How to extract files in html

Question

How to extract files in html

wankio opened this issue 2 years ago · comments

With mht i can still extract files inside it, but when i tried to extract html created by this app, it can't

Sunshine · Answer 1 · Thu Sep 08 2022 20:01:23 GMT+0800 (China Standard Time)

could you elaborate a little more, what do you mean exactly by "extract"? Are you talking about going into the source of the saved HTML page and copying strings from there? They are base64 data URLs, some editors highlight them to be clickable. Also, if you open it in the browser, you should be able to "save image as..." and access embedded assets via inspection tool.

wankio · Answer 2 · Sat Oct 01 2022 10:52:55 GMT+0800 (China Standard Time)

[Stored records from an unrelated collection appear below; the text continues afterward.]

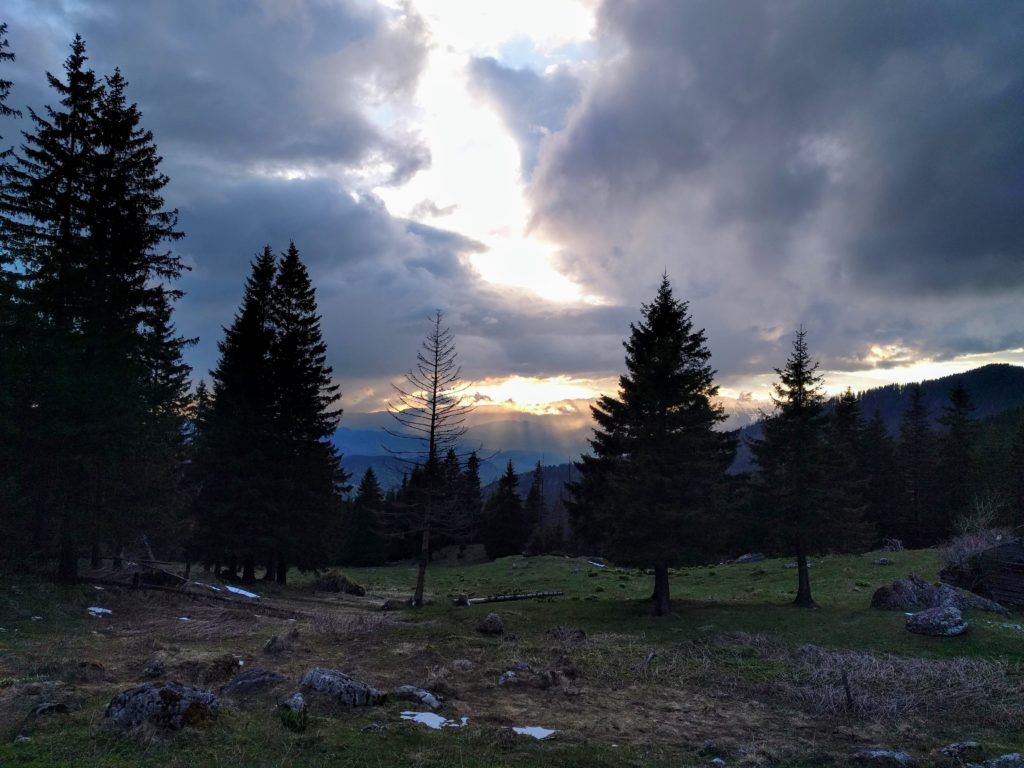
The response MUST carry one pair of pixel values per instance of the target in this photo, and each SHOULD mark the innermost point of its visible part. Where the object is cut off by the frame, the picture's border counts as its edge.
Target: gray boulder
(1013, 760)
(342, 688)
(253, 681)
(913, 593)
(958, 750)
(166, 706)
(948, 595)
(943, 622)
(412, 693)
(492, 625)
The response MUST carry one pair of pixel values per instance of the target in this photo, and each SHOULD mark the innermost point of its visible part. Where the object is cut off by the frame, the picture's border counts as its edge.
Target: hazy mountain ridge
(994, 388)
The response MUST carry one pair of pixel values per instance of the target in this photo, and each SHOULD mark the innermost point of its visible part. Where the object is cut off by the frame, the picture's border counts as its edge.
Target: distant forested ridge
(994, 389)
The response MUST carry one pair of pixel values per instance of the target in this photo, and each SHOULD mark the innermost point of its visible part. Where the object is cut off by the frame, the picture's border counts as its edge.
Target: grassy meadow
(734, 673)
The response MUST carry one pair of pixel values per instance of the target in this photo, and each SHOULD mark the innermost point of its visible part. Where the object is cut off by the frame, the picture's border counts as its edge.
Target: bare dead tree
(430, 418)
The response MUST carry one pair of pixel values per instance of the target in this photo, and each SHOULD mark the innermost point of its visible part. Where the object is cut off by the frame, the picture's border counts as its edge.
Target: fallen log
(467, 600)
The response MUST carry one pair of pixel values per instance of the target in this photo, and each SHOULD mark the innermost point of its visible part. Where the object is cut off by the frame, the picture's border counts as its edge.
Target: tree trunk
(804, 599)
(68, 562)
(421, 576)
(660, 596)
(249, 569)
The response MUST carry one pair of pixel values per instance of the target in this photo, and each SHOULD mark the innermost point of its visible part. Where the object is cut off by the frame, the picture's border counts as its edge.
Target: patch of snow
(240, 591)
(432, 720)
(534, 730)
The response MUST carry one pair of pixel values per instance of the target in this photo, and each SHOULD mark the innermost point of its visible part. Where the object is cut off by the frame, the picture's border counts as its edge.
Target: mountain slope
(994, 389)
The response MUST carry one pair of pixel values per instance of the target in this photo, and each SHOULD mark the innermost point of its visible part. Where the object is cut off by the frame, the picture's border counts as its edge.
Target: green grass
(752, 598)
(704, 652)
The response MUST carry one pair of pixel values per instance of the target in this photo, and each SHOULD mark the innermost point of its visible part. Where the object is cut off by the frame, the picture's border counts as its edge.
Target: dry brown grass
(961, 548)
(835, 684)
(342, 627)
(883, 687)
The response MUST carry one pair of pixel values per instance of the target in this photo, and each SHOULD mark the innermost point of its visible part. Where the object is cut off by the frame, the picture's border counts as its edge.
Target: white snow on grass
(534, 730)
(240, 591)
(432, 720)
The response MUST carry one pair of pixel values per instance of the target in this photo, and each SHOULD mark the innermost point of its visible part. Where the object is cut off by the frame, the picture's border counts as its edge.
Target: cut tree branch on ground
(467, 600)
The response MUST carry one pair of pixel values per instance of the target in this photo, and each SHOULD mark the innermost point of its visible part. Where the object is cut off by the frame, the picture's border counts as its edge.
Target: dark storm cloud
(845, 164)
(534, 105)
(241, 94)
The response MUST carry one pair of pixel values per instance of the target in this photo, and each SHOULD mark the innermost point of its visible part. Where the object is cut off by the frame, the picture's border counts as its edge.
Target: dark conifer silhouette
(82, 214)
(915, 460)
(308, 477)
(647, 493)
(956, 463)
(430, 418)
(363, 543)
(536, 506)
(236, 503)
(794, 482)
(505, 527)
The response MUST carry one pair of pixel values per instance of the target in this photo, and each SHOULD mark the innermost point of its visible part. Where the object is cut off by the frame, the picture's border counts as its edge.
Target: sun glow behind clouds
(474, 184)
(553, 394)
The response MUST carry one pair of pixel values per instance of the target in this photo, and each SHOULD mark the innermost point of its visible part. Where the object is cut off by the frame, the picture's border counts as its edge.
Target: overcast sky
(532, 166)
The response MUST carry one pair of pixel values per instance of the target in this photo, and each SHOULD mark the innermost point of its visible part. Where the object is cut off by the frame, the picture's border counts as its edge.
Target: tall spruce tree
(793, 484)
(472, 500)
(915, 460)
(5, 85)
(235, 462)
(957, 462)
(536, 506)
(505, 527)
(11, 371)
(308, 478)
(647, 493)
(847, 474)
(83, 216)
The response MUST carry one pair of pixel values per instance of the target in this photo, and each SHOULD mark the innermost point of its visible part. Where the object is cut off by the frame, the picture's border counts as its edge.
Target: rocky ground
(298, 677)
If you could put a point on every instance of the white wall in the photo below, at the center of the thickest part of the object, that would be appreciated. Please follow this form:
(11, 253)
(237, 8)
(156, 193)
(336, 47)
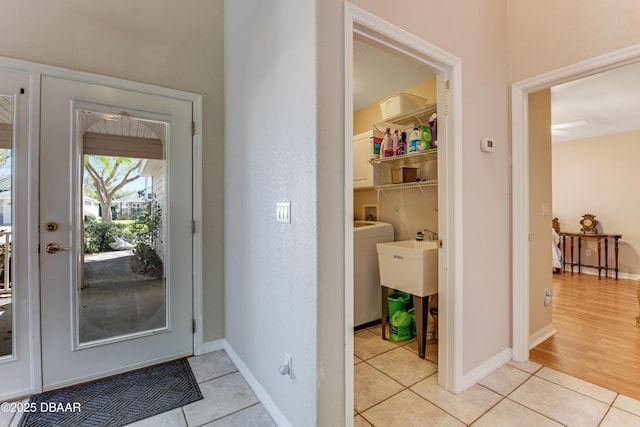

before, i was using WebScrapBook, and some mht extension that allowed me to download page and save it. I can easily right click on the final file and use 7zip or winrar to extract the content from saved file. With that i can check which files is missing

with monolith i feel like with CLI, it archived web much faster but it lack of

ability for extract
automatic set download dir as domain from urls
https://github.com/Y2Z/monolith/issues/311 > saved as github.com dir or github.com/Y2Z/monolith/issues/311/pagetitle.extension (filename as page title)